Persoonia papillosa
- Conservation status: Priority Two — Poorly Known Taxa (DEC)

Scientific classification
- Kingdom: Plantae
- Clade: Tracheophytes
- Clade: Angiosperms
- Clade: Eudicots
- Order: Proteales
- Family: Proteaceae
- Genus: Persoonia
- Species: P. papillosa
- Binomial name: Persoonia papillosa P.H.Weston

= Persoonia papillosa =

- Genus: Persoonia
- Species: papillosa
- Authority: P.H.Weston
- Conservation status: P2

Species of flowering plant

Persoonia papillosa is a species of flowering plant in the family Proteaceae and is endemic to a restricted area in the west of Western Australia. It is a small, erect shrub with hairy young branchlets, linear leaves with six prominent parallel veins, and hairy flowers borne in groups of up to twenty on a rachis up to 60 mm long.

==Description==
Persoonia papillosa is an erect shrub that typically grows to a height of 30 cm with young branchlets that are covered with light brown hair when young. The leaves are linear, 15–30 mm long and 1–1.3 mm wide with six prominent parallel veins. The flowers are arranged in groups of up to twenty along a rachis up to 60 mm long that usually continues to grow after flowering, each flower on a pedicel 6–14 mm long with a leaf or scale leaf at the base. The tepals are densely hairy on the outside, 9.5–11 mm long. Flowering occurs from September to January.

==Taxonomy==
Persoonia papillosa was first formally described in 1994 by Peter Weston in the journal Telopea from specimens collected near Yuna in 1962.

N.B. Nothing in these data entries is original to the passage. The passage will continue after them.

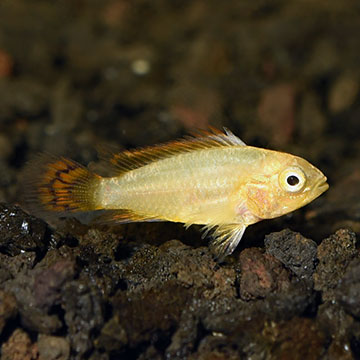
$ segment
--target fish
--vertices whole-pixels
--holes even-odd
[[[109,176],[66,157],[38,155],[25,170],[27,209],[45,218],[101,211],[97,224],[202,225],[224,259],[249,225],[292,212],[329,188],[305,159],[248,146],[226,128],[101,157]]]

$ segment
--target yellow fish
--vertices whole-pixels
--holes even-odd
[[[109,161],[115,176],[102,177],[75,161],[40,155],[25,173],[28,208],[40,216],[105,210],[98,223],[201,224],[224,257],[247,226],[298,209],[329,187],[306,160],[247,146],[227,129],[111,154]]]

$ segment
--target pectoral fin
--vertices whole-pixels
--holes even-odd
[[[212,234],[213,239],[210,242],[210,248],[215,253],[218,260],[224,259],[235,250],[244,234],[245,229],[246,225],[229,224],[220,225],[214,230]]]

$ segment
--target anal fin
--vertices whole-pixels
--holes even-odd
[[[103,214],[94,218],[91,223],[102,224],[128,224],[132,222],[156,222],[164,221],[152,216],[138,214],[128,209],[105,210]]]
[[[221,261],[236,249],[245,229],[246,225],[243,224],[229,224],[220,225],[214,230],[210,248],[218,260]]]

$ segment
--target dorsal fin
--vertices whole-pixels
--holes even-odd
[[[210,128],[209,131],[199,130],[196,133],[186,136],[184,139],[141,149],[125,150],[120,153],[101,151],[99,157],[103,160],[110,161],[116,173],[121,174],[154,161],[194,150],[226,146],[245,146],[245,143],[230,130],[226,128],[224,128],[224,130],[225,133],[215,128]]]

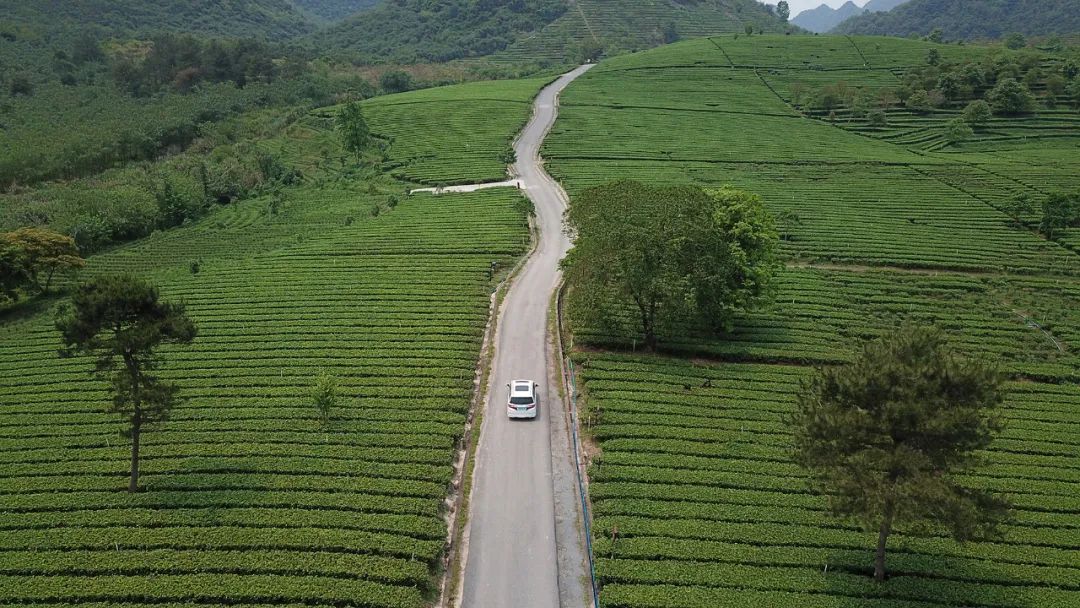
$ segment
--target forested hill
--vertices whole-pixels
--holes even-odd
[[[910,0],[888,13],[840,24],[838,33],[924,36],[940,28],[946,39],[987,39],[1080,31],[1077,0]]]
[[[507,53],[576,59],[681,38],[788,26],[755,0],[386,0],[312,37],[361,60],[445,62]]]
[[[490,55],[567,9],[566,0],[387,0],[312,42],[364,60],[445,62]]]
[[[340,21],[379,3],[380,0],[293,0],[308,13],[326,21]]]
[[[289,0],[0,0],[0,14],[3,29],[15,36],[96,26],[110,35],[173,31],[272,40],[315,29]]]

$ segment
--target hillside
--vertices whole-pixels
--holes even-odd
[[[646,49],[680,38],[786,26],[754,0],[388,0],[309,43],[366,62],[445,62],[503,52],[577,59],[583,46]]]
[[[581,58],[596,45],[608,54],[639,51],[718,33],[786,31],[788,26],[753,0],[577,0],[558,19],[518,40],[500,58]]]
[[[1080,114],[1057,104],[995,117],[943,148],[957,106],[913,112],[881,95],[927,68],[931,49],[943,73],[1027,56],[725,36],[612,58],[563,96],[543,157],[571,208],[584,188],[620,178],[732,185],[764,199],[785,261],[771,306],[730,333],[673,321],[659,354],[643,352],[629,296],[569,295],[580,419],[595,440],[600,606],[1080,605],[1080,230],[1049,240],[1037,218],[1002,211],[1020,194],[1038,202],[1078,187]],[[1039,72],[1061,69],[1044,65],[1029,78],[1040,102]],[[835,117],[805,109],[808,91],[841,84],[854,103]],[[886,126],[869,127],[860,107]],[[576,321],[597,305],[581,315],[595,324]],[[1008,495],[1015,510],[988,541],[899,530],[893,575],[876,583],[875,535],[828,516],[792,459],[789,420],[815,367],[850,361],[904,322],[941,327],[1011,378],[1007,430],[962,483]]]
[[[315,29],[289,0],[0,0],[0,14],[5,29],[31,32],[96,27],[110,35],[184,31],[281,39]]]
[[[1076,0],[910,0],[888,13],[853,17],[835,31],[906,37],[934,29],[949,40],[1070,33],[1080,31],[1080,11]]]
[[[854,2],[849,1],[845,2],[838,9],[834,9],[828,4],[822,4],[816,9],[802,11],[792,19],[792,23],[804,29],[822,33],[833,29],[851,17],[865,13],[891,11],[907,1],[908,0],[869,0],[869,2],[863,4],[862,8],[855,5]]]
[[[308,13],[328,22],[336,22],[370,9],[380,0],[293,0]]]
[[[804,29],[820,33],[833,29],[849,17],[861,14],[863,14],[863,9],[849,0],[837,9],[828,4],[822,4],[816,9],[802,11],[792,19],[792,23]]]
[[[57,356],[53,302],[0,317],[0,605],[430,606],[489,271],[527,248],[527,206],[386,173],[503,177],[543,83],[365,102],[368,168],[338,160],[334,108],[306,114],[257,145],[302,184],[91,256],[84,279],[137,272],[199,326],[160,371],[184,402],[143,441],[145,491],[117,491],[122,424],[93,363]]]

==Distribution and habitat==
This geebung grows in sand and has only been collected from near the Murchison River and Yuna in the Geraldton Sandplains biogeographic region of Western Australia.

==Conservation status==
Persoonia papillosa is classified as "Priority Two" by the Western Australian Government Department of Parks and Wildlife meaning that it is poorly known and from only one or a few locations.